LONDON (Reuters) - More than 130 Muslim scholars from around the globe called on Thursday for peace and understanding between Islam and Christianity, saying “the very survival of the world itself is perhaps at stake”.
In an unprecedented letter to Pope Benedict and other Christian leaders, 138 Muslim scholars said finding common ground between the world’s biggest faiths was not simply a matter for polite dialogue between religious leaders.
“If Muslims and Christians are not at peace, the world cannot be at peace. With the terrible weaponry of the modern world; with Muslims and Christians intertwined everywhere as never before, no side can unilaterally win a conflict between more than half of the world’s inhabitants,” the scholars wrote.
“Our common future is at stake. The very survival of the world itself is perhaps at stake,” they wrote, adding that Islam and Christianity already agreed that love of God and neighbor were the two most important commandments of their faiths.
Relations between Muslims and Christians have been strained as al Qaeda has struck around the world and as the United States and other Western countries intervened in Iraq and Afghanistan.
Such a joint letter is unprecedented in Islam, which has no central authority that speaks on behalf of all worshippers.
The list of signatories includes senior figures throughout the Middle East, Asia, Africa, Europe and North America. They represent Sunni, Shi’ite and Sufi schools of Islam.
Among them were the grand muftis of Egypt, Palestine, Oman, Jordan, Syria, Bosnia and Russia and many imams and scholars. War-torn Iraq was represented by both Shi’ites and Sunnis.
Mustafa Cagrici, the mufti who prayed with Benedict in Istanbul’s Blue Mosque last year, was also on the list, as was the popular Egyptian television preacher Amr Khaled.
The letter was addressed to the Pope, leaders of Orthodox Christian churches, Anglican leader Archbishop of Canterbury Rowan Williams and the heads of the world alliances of the Lutheran, Methodist, Baptist and Reformed churches.
Williams said he welcomed it as “indicative of the kind of relationship for which we yearn in all parts of the world”.
“The call to respect, peace and goodwill should now be taken up by Christians and Muslims at all levels and in all countries,” he said.
A Vatican official in Rome said the Roman Catholic Church would not comment until it had time to read the letter.
Aref Ali Nayed, one of the signatories and a senior adviser to the Cambridge Interfaith Program at Cambridge University in Britain, said the signatories represented the “99.9 percent of Muslims” who follow mainstream schools and oppose extremism.
“In Islam we have had a problem for some time now where the mainstream voices are drowned out by a minority that choose violence,” he said.

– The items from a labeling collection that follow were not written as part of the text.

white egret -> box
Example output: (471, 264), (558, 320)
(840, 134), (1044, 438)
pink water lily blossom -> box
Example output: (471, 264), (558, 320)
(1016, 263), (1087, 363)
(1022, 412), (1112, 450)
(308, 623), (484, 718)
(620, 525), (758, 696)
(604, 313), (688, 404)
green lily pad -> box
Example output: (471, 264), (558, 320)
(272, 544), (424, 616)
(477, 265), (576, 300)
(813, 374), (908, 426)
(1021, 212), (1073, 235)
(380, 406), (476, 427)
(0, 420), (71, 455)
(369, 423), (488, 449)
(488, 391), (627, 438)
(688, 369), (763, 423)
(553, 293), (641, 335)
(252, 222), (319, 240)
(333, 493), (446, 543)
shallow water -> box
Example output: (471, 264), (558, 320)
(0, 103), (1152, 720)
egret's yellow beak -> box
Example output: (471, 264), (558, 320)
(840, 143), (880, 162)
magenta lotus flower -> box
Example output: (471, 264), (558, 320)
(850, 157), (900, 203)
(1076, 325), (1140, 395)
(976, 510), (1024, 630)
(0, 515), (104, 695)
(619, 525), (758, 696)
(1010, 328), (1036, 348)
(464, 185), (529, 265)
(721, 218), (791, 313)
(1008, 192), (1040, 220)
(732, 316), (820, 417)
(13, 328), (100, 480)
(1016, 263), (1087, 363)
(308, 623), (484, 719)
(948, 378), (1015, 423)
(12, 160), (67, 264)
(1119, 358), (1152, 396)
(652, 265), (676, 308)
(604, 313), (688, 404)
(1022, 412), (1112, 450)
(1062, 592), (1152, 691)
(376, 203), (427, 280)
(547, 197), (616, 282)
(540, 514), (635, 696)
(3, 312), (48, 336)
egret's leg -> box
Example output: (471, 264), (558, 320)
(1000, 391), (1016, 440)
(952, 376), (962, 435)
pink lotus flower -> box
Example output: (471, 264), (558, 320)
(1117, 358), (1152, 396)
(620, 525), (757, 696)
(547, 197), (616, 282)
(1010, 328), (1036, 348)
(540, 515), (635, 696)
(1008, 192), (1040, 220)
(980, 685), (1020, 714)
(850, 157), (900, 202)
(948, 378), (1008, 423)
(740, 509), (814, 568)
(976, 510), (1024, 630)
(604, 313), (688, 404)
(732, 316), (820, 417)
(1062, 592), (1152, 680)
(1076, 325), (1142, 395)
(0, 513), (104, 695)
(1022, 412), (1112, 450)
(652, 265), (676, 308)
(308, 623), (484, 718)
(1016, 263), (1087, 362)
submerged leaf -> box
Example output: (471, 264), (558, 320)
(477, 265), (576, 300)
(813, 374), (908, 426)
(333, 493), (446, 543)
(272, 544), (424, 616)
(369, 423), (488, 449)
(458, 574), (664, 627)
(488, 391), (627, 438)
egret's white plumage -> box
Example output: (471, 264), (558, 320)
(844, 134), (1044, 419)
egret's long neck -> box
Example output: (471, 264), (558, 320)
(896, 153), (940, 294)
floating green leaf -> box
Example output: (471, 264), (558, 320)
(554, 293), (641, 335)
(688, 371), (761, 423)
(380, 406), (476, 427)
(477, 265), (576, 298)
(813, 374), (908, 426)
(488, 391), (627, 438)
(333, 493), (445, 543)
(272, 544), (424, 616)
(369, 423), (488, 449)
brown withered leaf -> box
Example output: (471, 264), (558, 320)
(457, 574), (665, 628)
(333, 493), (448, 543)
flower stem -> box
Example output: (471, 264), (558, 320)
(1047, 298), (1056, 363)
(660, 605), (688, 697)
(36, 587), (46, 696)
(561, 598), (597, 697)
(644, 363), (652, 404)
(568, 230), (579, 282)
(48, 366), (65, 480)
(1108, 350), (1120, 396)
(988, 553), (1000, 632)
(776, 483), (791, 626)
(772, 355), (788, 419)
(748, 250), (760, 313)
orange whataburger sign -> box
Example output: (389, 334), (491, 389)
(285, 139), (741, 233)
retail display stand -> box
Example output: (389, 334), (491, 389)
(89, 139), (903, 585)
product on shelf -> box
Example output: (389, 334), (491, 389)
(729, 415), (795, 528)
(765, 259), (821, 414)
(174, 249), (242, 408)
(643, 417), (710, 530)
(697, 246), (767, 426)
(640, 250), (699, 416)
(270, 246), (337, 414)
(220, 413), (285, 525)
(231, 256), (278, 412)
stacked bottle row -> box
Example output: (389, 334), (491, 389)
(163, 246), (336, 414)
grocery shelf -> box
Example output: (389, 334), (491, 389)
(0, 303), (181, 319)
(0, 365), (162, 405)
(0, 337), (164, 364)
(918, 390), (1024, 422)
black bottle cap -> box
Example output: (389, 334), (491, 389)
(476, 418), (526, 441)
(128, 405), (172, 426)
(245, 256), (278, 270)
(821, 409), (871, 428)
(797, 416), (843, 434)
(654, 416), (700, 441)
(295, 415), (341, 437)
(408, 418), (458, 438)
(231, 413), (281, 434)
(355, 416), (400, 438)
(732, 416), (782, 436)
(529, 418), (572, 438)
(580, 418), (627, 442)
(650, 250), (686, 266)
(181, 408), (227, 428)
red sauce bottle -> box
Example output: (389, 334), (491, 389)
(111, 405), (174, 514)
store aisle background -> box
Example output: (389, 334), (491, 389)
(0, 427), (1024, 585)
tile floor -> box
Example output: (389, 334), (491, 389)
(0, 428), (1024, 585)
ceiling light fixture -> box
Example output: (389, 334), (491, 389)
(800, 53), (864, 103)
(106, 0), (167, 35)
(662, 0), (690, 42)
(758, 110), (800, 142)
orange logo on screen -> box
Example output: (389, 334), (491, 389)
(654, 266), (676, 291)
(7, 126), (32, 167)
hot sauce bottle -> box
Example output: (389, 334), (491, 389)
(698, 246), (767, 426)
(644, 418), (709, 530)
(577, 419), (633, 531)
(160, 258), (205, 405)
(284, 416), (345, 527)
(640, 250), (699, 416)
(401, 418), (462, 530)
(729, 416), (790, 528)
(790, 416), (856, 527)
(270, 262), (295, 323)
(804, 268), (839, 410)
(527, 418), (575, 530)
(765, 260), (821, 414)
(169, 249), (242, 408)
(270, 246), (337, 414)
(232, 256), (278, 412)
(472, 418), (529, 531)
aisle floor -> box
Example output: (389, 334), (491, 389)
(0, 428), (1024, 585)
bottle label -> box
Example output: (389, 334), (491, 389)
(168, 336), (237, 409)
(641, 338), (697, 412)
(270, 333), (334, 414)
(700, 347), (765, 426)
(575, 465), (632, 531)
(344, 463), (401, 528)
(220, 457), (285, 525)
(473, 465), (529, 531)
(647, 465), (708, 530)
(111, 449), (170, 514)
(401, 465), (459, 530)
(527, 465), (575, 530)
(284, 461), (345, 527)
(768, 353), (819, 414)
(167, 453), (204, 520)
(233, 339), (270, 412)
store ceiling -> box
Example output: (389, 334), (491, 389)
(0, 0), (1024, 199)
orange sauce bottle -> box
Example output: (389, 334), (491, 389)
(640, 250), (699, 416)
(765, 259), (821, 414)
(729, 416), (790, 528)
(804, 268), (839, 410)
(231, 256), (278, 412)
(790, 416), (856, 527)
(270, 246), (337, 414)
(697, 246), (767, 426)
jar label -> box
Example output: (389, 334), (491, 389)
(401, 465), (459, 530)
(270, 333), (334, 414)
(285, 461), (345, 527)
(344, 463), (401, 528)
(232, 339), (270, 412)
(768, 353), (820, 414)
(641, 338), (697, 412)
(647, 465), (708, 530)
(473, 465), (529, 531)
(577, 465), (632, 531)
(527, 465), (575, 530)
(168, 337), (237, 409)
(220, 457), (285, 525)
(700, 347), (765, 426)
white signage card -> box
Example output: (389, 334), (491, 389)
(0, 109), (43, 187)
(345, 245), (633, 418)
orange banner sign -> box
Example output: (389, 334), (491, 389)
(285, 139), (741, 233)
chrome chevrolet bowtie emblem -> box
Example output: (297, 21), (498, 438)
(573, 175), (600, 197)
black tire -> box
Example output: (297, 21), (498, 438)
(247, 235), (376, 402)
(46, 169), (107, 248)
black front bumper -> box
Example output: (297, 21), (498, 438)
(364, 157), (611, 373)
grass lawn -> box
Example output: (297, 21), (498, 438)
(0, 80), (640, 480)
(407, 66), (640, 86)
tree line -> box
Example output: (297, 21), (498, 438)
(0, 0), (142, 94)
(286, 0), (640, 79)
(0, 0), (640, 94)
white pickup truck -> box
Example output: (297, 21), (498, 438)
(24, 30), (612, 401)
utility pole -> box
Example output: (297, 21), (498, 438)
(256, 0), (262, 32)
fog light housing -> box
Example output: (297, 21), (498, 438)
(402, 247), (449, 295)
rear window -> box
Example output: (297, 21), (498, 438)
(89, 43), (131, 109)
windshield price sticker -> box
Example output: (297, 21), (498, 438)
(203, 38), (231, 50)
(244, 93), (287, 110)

Nayed said organizers of the letter had set up an ad hoc network among Muslim leaders that could lead to more cooperation in future.
“These people don’t take their signatures lightly,” he said. “We are trying to institutionalize this so we don’t lose it.”
The overture to Christians could be followed by similar letters addressed to Jews or secularists, he added.
Pope Benedict sparked Muslim protests last year with a speech hinting Islam was violent and irrational. It prompted 38 Muslim scholars to write a letter challenging his view of Islam and accepting his call for serious Christian-Muslim dialogue.
Benedict repeatedly expressed regret for the reaction to the speech, but stopped short of a clear apology sought by Muslims.
The new letter argues in theological terms, giving quotes from the Koran and the Bible that show both Christianity and Islam considered love of God as their greatest commandment and love of neighbor as the second greatest.
“The basis for this peace and understanding already exists,” it said. “It is part of the very foundational principles of both faiths: love of the one God and love of the neighbor.”